Spaces:

qbhf2
/

GarmentCode

Sleeping

File size: 10,581 Bytes

66c9c8a

Runtime Settings
================

Warp has settings at the global, module, and kernel level that can be used to fine-tune the compilation and verbosity
of Warp programs. In cases in which a setting can be changed at multiple levels (e.g ``enable_backward``),
the setting at the more-specific scope takes precedence.

Global Settings
---------------

To change a setting, prepend ``wp.config.`` to the name of the variable and assign a value to it.
Some settings may be changed on the fly, while others need to be set prior to calling ``wp.init()`` to take effect.

For example, the location of the user kernel cache can be changed with:

.. code-block:: python

    import os

    import warp as wp

    example_dir = os.path.dirname(os.path.realpath(__file__))

    # set default cache directory before wp.init()
    wp.config.kernel_cache_dir = os.path.join(example_dir, "tmp", "warpcache1")

    wp.init()


Basic Global Settings
^^^^^^^^^^^^^^^^^^^^^

+--------------------+---------+-------------+--------------------------------------------------------------------------+
| Field              | Type    |Default Value| Description                                                              |
+====================+=========+=============+==========================================================================+
|``verify_fp``       | Boolean | ``False``   | If ``True``, Warp will check that inputs and outputs are finite before   |
|                    |         |             | and/or after various operations. **Has performance implications.**       |
+--------------------+---------+-------------+--------------------------------------------------------------------------+
|``verify_cuda``     | Boolean | ``False``   | If ``True``, Warp will check for CUDA errors after every launch and      |
|                    |         |             | memory operation.
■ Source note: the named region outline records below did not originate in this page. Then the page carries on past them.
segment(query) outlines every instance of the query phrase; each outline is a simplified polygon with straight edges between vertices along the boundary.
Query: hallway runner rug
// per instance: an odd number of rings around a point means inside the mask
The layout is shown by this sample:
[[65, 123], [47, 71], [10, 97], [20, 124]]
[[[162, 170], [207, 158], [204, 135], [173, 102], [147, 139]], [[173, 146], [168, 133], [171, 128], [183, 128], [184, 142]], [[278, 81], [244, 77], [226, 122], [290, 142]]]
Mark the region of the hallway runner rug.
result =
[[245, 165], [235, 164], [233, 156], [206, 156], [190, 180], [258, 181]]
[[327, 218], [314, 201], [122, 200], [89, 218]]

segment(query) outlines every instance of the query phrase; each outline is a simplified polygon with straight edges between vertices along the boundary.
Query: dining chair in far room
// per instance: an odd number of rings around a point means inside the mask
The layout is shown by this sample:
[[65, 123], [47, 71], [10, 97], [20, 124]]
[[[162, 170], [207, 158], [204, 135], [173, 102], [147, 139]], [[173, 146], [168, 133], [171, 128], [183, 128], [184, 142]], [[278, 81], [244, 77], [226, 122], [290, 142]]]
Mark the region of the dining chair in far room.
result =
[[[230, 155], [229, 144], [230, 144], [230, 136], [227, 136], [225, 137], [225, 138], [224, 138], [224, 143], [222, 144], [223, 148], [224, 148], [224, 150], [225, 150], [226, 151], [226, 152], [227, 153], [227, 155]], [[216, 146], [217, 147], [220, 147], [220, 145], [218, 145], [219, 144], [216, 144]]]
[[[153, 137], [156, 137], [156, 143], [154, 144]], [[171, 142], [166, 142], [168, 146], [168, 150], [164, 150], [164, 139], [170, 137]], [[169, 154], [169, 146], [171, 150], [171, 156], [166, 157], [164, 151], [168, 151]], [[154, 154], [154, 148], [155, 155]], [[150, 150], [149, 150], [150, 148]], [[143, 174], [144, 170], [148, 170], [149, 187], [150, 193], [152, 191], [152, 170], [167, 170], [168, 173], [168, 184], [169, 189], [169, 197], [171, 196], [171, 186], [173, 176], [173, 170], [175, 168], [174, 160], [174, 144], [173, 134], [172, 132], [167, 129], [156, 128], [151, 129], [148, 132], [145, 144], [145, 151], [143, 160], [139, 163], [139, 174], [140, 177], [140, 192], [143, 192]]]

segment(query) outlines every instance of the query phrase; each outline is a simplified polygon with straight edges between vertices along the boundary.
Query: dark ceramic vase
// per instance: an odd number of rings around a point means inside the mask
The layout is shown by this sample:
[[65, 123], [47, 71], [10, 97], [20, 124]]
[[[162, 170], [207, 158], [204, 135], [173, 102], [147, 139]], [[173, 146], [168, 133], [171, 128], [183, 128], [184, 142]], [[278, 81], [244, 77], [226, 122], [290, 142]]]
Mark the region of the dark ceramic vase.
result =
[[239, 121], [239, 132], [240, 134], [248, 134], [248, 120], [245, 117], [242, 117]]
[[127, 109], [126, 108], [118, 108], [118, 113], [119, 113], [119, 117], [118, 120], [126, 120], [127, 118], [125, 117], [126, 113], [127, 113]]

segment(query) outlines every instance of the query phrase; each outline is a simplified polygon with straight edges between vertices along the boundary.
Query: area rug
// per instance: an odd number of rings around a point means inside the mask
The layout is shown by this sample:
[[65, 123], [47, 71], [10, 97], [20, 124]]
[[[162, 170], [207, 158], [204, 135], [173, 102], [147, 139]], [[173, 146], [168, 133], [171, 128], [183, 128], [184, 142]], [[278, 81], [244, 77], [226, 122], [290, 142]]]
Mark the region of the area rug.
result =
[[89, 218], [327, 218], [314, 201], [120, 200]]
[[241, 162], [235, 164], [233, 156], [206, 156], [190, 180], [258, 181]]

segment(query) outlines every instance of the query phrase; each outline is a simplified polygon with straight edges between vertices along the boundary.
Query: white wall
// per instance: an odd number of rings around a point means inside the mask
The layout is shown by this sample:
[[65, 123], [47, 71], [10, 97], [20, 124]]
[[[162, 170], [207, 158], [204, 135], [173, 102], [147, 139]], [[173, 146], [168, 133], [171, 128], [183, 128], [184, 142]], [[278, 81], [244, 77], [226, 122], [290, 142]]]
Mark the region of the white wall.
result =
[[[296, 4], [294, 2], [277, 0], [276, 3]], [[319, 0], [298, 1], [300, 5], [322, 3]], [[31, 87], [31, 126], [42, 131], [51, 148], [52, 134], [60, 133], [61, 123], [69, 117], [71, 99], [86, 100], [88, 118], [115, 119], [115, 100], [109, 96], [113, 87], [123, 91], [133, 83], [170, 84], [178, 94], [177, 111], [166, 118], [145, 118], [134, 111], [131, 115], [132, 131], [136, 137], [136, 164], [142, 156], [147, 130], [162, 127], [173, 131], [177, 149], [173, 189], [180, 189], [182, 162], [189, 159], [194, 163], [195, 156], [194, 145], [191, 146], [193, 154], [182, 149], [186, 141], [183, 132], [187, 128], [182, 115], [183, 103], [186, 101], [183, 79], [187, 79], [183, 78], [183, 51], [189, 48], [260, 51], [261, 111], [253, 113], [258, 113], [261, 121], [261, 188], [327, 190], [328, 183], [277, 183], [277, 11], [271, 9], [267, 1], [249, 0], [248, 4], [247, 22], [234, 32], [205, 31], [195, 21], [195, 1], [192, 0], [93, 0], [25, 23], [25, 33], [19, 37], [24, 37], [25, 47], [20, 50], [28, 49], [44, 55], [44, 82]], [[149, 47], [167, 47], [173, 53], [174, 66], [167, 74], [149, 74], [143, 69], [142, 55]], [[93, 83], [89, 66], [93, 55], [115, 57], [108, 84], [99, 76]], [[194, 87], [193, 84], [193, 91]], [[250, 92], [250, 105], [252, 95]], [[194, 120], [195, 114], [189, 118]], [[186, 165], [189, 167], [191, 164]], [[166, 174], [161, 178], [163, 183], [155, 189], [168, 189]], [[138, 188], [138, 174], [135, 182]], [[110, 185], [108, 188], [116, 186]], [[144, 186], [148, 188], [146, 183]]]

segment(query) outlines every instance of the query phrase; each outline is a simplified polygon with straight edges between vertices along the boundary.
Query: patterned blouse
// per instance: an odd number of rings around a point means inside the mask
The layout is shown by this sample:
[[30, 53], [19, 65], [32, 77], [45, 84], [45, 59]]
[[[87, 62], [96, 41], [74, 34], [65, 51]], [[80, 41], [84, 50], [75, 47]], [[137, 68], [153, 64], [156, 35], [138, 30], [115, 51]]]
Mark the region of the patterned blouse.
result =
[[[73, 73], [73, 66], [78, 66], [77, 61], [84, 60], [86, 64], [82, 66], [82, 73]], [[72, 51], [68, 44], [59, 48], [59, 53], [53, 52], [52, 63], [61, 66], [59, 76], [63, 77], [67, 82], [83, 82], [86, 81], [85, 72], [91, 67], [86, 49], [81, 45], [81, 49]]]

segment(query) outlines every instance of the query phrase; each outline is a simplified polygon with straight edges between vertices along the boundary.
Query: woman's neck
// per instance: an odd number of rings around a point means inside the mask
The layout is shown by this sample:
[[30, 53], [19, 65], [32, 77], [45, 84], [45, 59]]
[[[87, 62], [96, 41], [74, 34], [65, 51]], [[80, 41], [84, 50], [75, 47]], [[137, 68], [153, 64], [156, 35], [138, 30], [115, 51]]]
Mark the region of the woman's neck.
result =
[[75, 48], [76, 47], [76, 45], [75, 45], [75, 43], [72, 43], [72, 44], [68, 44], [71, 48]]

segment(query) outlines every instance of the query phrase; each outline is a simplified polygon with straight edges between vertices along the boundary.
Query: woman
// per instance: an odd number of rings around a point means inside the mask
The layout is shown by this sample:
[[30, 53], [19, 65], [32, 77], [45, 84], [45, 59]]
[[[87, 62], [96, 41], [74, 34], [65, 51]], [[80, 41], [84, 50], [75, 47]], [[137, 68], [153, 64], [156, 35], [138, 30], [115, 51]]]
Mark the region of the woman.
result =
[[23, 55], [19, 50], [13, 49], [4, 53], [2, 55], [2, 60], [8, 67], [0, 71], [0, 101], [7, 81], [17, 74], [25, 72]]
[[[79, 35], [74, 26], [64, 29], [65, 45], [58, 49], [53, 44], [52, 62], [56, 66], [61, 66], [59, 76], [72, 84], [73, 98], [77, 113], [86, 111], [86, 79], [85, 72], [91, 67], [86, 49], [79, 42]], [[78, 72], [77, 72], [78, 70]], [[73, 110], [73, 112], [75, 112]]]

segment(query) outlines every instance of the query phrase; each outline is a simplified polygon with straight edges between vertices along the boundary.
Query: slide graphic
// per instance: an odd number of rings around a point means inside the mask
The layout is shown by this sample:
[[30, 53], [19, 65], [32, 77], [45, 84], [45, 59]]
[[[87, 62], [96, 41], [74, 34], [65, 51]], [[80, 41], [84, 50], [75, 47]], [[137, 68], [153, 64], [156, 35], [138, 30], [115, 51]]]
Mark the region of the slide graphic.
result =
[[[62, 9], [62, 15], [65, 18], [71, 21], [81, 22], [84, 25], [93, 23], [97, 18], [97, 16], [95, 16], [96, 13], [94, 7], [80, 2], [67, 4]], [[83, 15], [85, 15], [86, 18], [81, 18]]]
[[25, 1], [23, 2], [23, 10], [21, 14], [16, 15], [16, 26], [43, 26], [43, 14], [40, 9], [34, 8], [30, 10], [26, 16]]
CUDA error verification cannot be used during graph    |
|                    |         |             | capture. **Has performance implications.**                               |              
+--------------------+---------+-------------+--------------------------------------------------------------------------+
|``print_launches``  | Boolean | ``False``   | If ``True``, Warp will print details of every kernel launch to standard  |
|                    |         |             | out (e.g. launch dimensions, inputs, outputs, device, etc.).             |
|                    |         |             | **Has performance implications.**                                        |
+--------------------+---------+-------------+--------------------------------------------------------------------------+
|``mode``            | String  |``"release"``| Controls whether to compile Warp kernels in debug or release mode.       |
|                    |         |             | Valid choices are ``"release"`` or ``"debug"``.                          |
|                    |         |             | **Has performance implications.**                                        |
+--------------------+---------+-------------+--------------------------------------------------------------------------+
|``verbose``         | Boolean | ``False``   | If ``True``, additional information will be printed to standard out      |
|                    |         |             | during code generation, compilation, etc.                                |
+--------------------+---------+-------------+--------------------------------------------------------------------------+
|``quiet``           | Boolean | ``False``   | If ``True``, Warp module initialization messages will be disabled.       |
|                    |         |             | This setting does not affect error messages and warnings.                |
+--------------------+---------+-------------+--------------------------------------------------------------------------+
|``kernel_cache_dir``| String  | ``None``    | The path to the directory used for the user kernel cache. Subdirectories |
|                    |         |             | named ``gen`` and ``bin`` will be created in this directory. If ``None``,|
|                    |         |             | a directory will be automatically determined using                       |
|                    |         |             | `appdirs.user_cache_directory <https://github.com/ActiveState/appdirs>`_ |
|                    |         |             |                                                                          |
+--------------------+---------+-------------+--------------------------------------------------------------------------+
|``enable_backward`` | Boolean | ``True``    | If ``True``, backward passes of kernels will be compiled by default.     |
|                    |         |             | Disabling this setting can reduce kernel compilation times.              |
+--------------------+---------+-------------+--------------------------------------------------------------------------+

Advanced Global Settings
^^^^^^^^^^^^^^^^^^^^^^^^

+--------------------+---------+-------------+--------------------------------------------------------------------------+
| Field              | Type    |Default Value| Description                                                              |
+====================+=========+=============+==========================================================================+
|``cache_kernels``   | Boolean | ``True``    | If ``True``, kernels that have already been compiled from previous       |
|                    |         |             | application launches will not be recompiled.                             |
+--------------------+---------+-------------+--------------------------------------------------------------------------+
|``cuda_output``     | String  | ``None``    | The preferred CUDA output format for kernels. Valid choices are ``None``,|
|                    |         |             | ``"ptx"``, and ``"cubin"``. If ``None``, a format will be determined     |
|                    |         |             | automatically.                                                           |
+--------------------+---------+-------------+--------------------------------------------------------------------------+
|``ptx_target_arch`` | Integer | 70          | The target architecture for PTX generation.                              |
+--------------------+---------+-------------+--------------------------------------------------------------------------+
|``llvm_cuda``       | Boolean | ``False``   | If ``True``, Clang/LLVM will be used to compile CUDA code instead of     |
|                    |         |             | NVTRC.                                                                   |
+--------------------+---------+-------------+--------------------------------------------------------------------------+

Module Settings
---------------

Module-level settings to control runtime compilation and code generation may be changed by passing a dictionary of
option pairs to ``wp.set_module_options()``.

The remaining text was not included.